I vividly remember the time I overnighted in the on-call room, pretending I was a doctor just like my mother. My naïve imagination of being in Grey’s Anatomy was interrupted when she returned. My mom had just diagnosed a patient with cervical cancer – fatal at this stage but easily preventable with early screening from a routine pap test – as long as the patient had access to healthcare.

A similar situation occurred when I was volunteering at Gouverneur Hospital. During the annual Christmas potluck, my job at the facility was to play Christmas carols on the piano and deliver gifts to the patients. I step into my first room to greet an elderly, Latina woman. Placing the tray on her over bed table, she started a conversation with me. She complained
that she was diagnosed with late stage cervical cancer because she could not afford health insurance which caused a delay in her medical care. She told me sadly that these were her final days.

“Puedes contar conmigo para lo que necesites ,” I gently tell her, “Please let me know if you need anything.”

I do my best to conceal my feelings as I do not want to upset my patient. I smile, and we chat using the Spanish I worked hard to learn these past two years. As I step out, she calls me back to place the little gift back in my hand, requesting I give it to a child in a different room – someone who will be able to enjoy it much longer.

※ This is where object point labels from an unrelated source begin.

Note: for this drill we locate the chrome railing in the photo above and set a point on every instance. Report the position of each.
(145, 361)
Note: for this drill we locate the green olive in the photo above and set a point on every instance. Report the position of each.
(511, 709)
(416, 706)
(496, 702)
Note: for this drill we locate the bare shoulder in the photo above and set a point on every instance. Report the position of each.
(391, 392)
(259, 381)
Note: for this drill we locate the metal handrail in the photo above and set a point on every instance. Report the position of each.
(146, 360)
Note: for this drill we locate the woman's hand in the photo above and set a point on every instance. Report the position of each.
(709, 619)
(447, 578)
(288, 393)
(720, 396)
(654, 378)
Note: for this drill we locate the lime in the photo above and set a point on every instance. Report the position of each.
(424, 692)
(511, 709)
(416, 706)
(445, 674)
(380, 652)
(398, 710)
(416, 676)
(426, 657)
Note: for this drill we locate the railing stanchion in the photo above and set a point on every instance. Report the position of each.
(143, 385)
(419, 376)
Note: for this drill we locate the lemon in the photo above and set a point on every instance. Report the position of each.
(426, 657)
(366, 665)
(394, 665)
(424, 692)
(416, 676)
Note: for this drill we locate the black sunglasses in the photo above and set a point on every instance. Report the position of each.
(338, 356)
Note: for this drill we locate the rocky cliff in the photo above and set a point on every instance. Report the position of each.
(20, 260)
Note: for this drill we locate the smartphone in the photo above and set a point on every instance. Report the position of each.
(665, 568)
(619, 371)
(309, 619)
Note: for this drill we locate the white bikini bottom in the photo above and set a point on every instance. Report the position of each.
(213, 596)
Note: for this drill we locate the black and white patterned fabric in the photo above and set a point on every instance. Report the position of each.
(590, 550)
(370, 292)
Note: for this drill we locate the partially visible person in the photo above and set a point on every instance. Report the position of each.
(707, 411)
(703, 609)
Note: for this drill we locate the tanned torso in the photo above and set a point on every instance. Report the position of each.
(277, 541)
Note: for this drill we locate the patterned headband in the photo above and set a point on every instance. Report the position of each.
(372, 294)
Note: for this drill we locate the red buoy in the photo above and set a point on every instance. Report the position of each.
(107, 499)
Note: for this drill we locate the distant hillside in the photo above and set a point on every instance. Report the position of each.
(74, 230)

As I exit the room, I race for the bathroom where I burst into tears. I want to correct this unfairness, but nothing is going to change the fact that she is going to die. In fact there are over a million individuals die from preventable cancers every year.

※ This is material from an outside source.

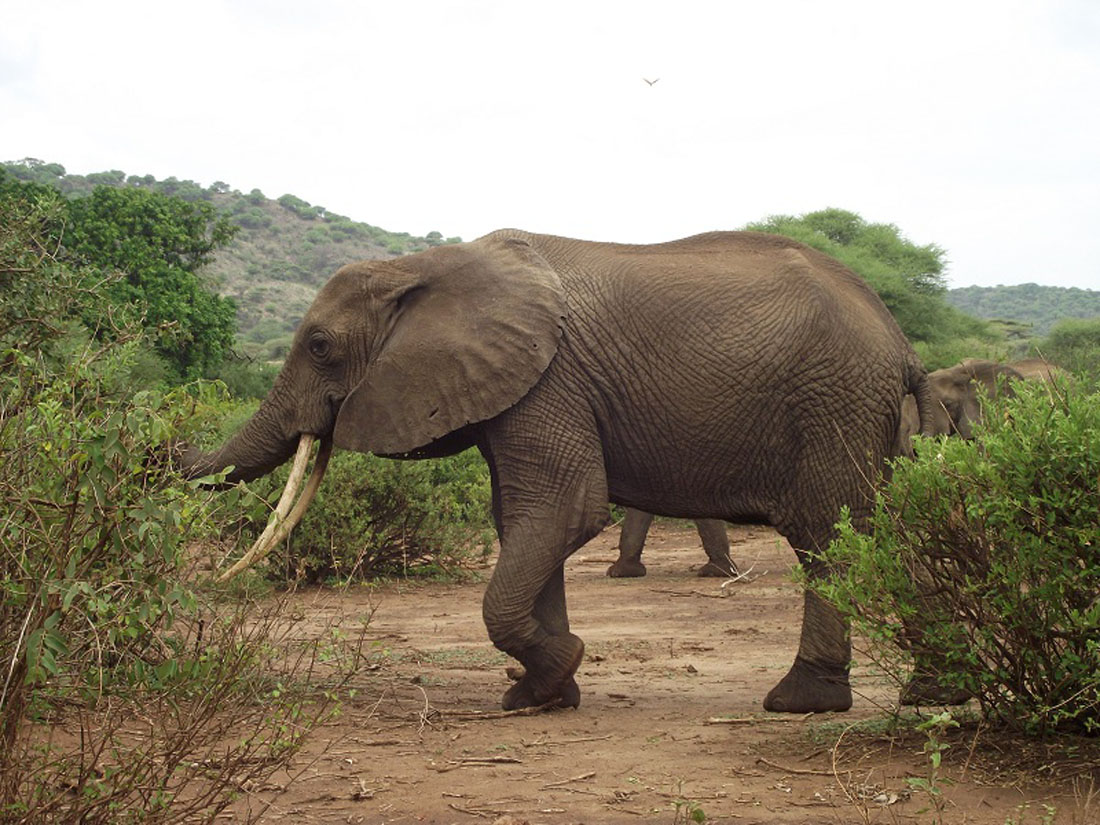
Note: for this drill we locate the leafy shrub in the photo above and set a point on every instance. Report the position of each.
(375, 517)
(988, 552)
(120, 685)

A shower of emotions repeats relentlessly every time I care for a patient with a late – stage preventable cancer that metastasized. I am infuriated by the fact that the United States is one of the very few countries to profit from pain and injury.

My sorrow turns into anger; preventive care isn’t offered to the poor or undocumented. Medical institutions have a social responsibility to provide all financially disadvantaged individuals with proper medical care, but they often deny preventive care due to for-profit motives and because it is not urgent. This is disgraceful.

One of my life – long goals as a future physician is to position preventive medicine to the spectrum of essential care. Preventive care is gradually gaining attention, but policy changes have yet to occur. With a simple pap smear, my patient at Gouverneur would have endured a far better fate. Preventive care would provide a more cost-effective alternative to hospitals as well, replacing any future operation, radiation or chemotherapy.

My frustrations fuel my passion for becoming an advocate who will reform the face of healthcare. It breaks my heart to witness the inequalities in healthcare and education – especially when they hurt vulnerable, immigrant communities. With immigrant parents, I have witnessed first-hand the hardships posed to them and how they have defied expectations with successful careers.

As a solution, I look to the power in numbers. Just as profits on financial statements are recorded numerically, I believe that in order to increase social responsibility for medical institutions, there needs to be a unit of account by which hospitals can be measured on social capital. That way, on top of their concern for generating revenue, they’d also have to score high on the social capital point system. Rewards may include subsidies from the government or publicity. With a comprehensive point system, medical institutions can gauge their social footprints and reform policy to ameliorate it effectively.

By employing a universal point system that is respected by medical institutions in America, I feel we can provide more patients with simple, life-saving, routine tests and give preventive care the attention it needs. We need to educate hospitals on what really matters more: the well-being of our people.